Relator: Conselheiro Vítor Gomes

Acordam na 3.ª Secção do Tribunal Constitucional

  1. A. recorreu da sentença proferida pelo Tribunal do Trabalho de Vila Nova de Gaia (na parte em) que julgou improcedente a acção emergente de contrato de trabalho que propôs contra B.. Por acórdão de 3 de Julho de 2003, o Tribunal da Relação do Porto (Secção Social) negou provimento ao recurso (fls. 926/972). O recorrente pediu a aclaração e a reforma desse acórdão, tendo a Relação, por acórdão de 10/10/2003, esclarecido o acórdão anterior e indeferido o pedido de reforma (fls. 1006/1008).

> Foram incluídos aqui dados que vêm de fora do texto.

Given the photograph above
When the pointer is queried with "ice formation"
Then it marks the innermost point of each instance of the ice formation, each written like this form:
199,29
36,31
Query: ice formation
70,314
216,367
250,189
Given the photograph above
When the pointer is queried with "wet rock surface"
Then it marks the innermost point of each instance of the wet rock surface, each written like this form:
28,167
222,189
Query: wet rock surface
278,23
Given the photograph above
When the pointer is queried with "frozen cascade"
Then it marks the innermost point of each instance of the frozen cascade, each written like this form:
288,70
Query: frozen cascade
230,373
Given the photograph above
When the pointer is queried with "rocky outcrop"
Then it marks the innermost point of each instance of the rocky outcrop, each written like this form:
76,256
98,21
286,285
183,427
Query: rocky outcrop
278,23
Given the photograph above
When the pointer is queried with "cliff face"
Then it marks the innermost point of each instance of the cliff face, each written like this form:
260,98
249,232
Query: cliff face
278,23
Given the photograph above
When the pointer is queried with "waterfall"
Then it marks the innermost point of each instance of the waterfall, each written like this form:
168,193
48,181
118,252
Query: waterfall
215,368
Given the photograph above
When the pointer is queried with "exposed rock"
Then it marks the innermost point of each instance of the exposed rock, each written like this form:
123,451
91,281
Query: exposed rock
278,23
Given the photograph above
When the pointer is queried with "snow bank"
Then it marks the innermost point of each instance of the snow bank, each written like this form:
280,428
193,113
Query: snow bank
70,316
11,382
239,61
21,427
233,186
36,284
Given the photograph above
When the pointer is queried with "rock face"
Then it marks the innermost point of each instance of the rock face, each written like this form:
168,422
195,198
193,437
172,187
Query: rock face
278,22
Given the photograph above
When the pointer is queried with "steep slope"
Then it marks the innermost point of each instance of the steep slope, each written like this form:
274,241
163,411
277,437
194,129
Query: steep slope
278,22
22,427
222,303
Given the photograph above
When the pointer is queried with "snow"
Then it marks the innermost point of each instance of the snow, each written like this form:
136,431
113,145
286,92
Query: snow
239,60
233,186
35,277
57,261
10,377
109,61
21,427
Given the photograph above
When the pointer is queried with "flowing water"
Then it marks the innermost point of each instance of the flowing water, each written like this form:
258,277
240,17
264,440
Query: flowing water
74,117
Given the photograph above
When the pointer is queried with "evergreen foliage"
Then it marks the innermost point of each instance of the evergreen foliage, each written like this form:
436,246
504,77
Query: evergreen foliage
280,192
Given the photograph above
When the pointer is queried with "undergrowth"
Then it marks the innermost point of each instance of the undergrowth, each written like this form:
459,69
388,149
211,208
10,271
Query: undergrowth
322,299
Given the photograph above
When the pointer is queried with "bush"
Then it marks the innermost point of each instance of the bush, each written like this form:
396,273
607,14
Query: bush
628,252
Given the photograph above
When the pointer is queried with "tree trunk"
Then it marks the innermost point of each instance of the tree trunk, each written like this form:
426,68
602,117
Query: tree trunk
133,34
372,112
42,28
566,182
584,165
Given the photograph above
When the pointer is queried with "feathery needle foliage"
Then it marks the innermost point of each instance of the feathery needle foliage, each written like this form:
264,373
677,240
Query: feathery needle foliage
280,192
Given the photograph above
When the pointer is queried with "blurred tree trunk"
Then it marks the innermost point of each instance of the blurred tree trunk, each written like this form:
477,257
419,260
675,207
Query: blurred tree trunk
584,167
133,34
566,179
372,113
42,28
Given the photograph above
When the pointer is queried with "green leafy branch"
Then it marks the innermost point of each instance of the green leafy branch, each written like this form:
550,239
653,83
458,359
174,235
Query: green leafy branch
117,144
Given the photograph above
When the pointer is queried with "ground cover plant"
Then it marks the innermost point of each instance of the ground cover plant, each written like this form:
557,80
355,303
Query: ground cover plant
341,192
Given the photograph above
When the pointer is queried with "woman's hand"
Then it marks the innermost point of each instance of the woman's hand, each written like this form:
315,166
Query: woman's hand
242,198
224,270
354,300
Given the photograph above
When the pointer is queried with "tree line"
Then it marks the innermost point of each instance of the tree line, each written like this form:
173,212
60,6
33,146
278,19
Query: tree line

Seguidamente, arguiu nulidades do primeiro acórdão, o que foi indeferido por acórdão de 10 de Dezembro de 2003 (fls. 1031).

    Finalmente, interpôs recurso para o Tribunal Constitucional, ao abrigo do disposto na alínea b) do n.º 1 do artigo 70º da Lei n.º 28/82, de 18 de Novembro (LTC), nele pretendendo ver apreciada [Omitidas já outras questões excluídas pelo relator, no despacho preliminar]:

    “a) a inconstitucionalidade da norma do artigo 77º do Código de Processo do Trabalho na interpretação com que foi aplicada na decisão recorrida, por violação dos artigos 2º, 20º, 202º e 204º da Constituição da República;

    [ ... ]

    As inconstitucionalidades supra referidas foram suscitadas nos autos pelo ora recorrente, nomeadamente no seu pedido de esclarecimento e reforma sobre o acórdão de 03.07.03, na arguição de nulidades sobre o mesmo acórdão e nas suas alegações em sede de apelação (I, Ponto 1, págs. 14, 15 e 16, Conclusões 11 e 12, e IV, págs. 31 e 32, Conclusões 40, 41, 42, 43, 44, 45, 46 e 47).”

  2. Nas alegações o recorrente pede que seja julgada inconstitucional, por violação dos artigos 2.º, 20.º, 202.º e 204.º da Constituição da República Portuguesa, “a norma constante do artigo 77.º, n.º 1 do Código de Processo do Trabalho, aprovado pelo Decreto-Lei n.º 480/99, de 09 de Novembro, na interpretação segundo a qual, em requerimento endereçado ou dirigido ao juiz de 1ª instância, arguindo-se nulidades da sentença de forma autónoma, expressa e separada, sob um título que aparece em destaque designado “DA ARGUIÇÃO DE NULIDADES DA SENTENÇA”, parte esta que se plasma logo na primeira página do requerimento de interposição de recurso e imediatamente seguintes, a que se segue, por fim e já depois da arguição daquelas nulidades, ainda de forma autónoma e separada, um outro título em destaque designado “DAS ALEGAÇÕES”, que se plasma com início na última página da parte referente àquela arguição de nulidades e até final do mesmo requerimento, as nulidades especificadas não podem ser conhecidas pelo tribunal superior caso sejam antecedidas da expressão “Venerandos Juízes do Tribunal ad quem”, por esta menção significar peça diferente da do requerimento de interposição de recurso”.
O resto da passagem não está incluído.